Going without health coverage can have devastating effects on children because it often means they do not receive preventive care, which helps avoid medical problems. Uninsured children are three times as likely as children with health insurance to not have seen a doctor in the last year, the report found, and are 13 times as likely as insured children to not have a regular physician to call for both routine and emergency medical care situations.

The coalition's report follows Census Bureau figures released earlier this month, which found that the number of children under 18 without access to health coverage grew in 2005 for the first time in seven years. Last year, 11.2 percent of children in that age group had no coverage, compared with 10.8 percent the previous year, according to Census figures.

The Coalition report analyzed the recent Census data and other federal statistics to determine the extent and scope of uninsured children in America.

The study found wide variations in uninsured children among states—Texas was the highest at 20.4 percent and Vermont the lowest at 5.6 percent.
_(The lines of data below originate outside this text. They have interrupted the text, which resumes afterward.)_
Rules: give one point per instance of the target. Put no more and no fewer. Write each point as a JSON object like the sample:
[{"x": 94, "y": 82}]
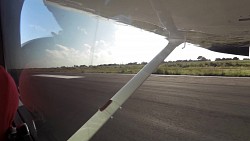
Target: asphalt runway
[{"x": 164, "y": 108}]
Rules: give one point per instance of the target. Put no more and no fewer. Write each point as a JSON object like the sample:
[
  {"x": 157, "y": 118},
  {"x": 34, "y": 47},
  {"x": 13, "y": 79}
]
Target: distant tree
[
  {"x": 235, "y": 58},
  {"x": 217, "y": 59},
  {"x": 201, "y": 58}
]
The study also concluded that more than 60 percent of uninsured children are racial or ethnic minorities, and more than two out of every three are in families with incomes below 200 percent of the federal poverty level, or $33,200 in annual income for a family of three. Only 8.5 percent of uninsured children are in families with incomes above four times the federal poverty level.

While many of the nation's uninsured children qualify for coverage from either Medicaid or SCHIP, sometimes states' outreach efforts are not as aggressive as they should be, Pollack said. He also said state enrollment procedures are "not always the simplest" and that children can sometimes lose benefits unless their parents re-enroll them each year. "We have enormous churning and turnover at the end of the enrollment period," he said.

Pollack and other coalition members said they will continue to monitor how states implement the Medicaid provisions of a budget savings bill, signed by President Bush in February (PL 109-171), to see how they impact coverage for the 25 million children now enrolled in Medicaid.

The advocates also said they plan to keep a close eye on Congress' reauthorization of SCHIP next year, in particular how lawmakers plan to deal with a funding shortfall of as much as $900 million for fiscal 2007. Average SCHIP enrollment is about four million children and more than six million enrolling for some part of the year.

Centers for Medicare and Medicaid Services spokeswoman Mary Kahn said Thursday that Congress would have to take action to correct any shortfalls, much like they did in the budget-savings package. Kahn also added that states will have new SCHIP allotments when the 2007 fiscal year begins Oct. 1. Also on Thursday, Senate Finance Committee Chairman Charles E. Grassley (R-Iowa) introduced legislation that he said would appropriate new funds and redistribute unspent money from states with an SCHIP surplus to states expected to run out of money. The redistribution, Grassley said, would apply for only half of the fiscal 2007 year.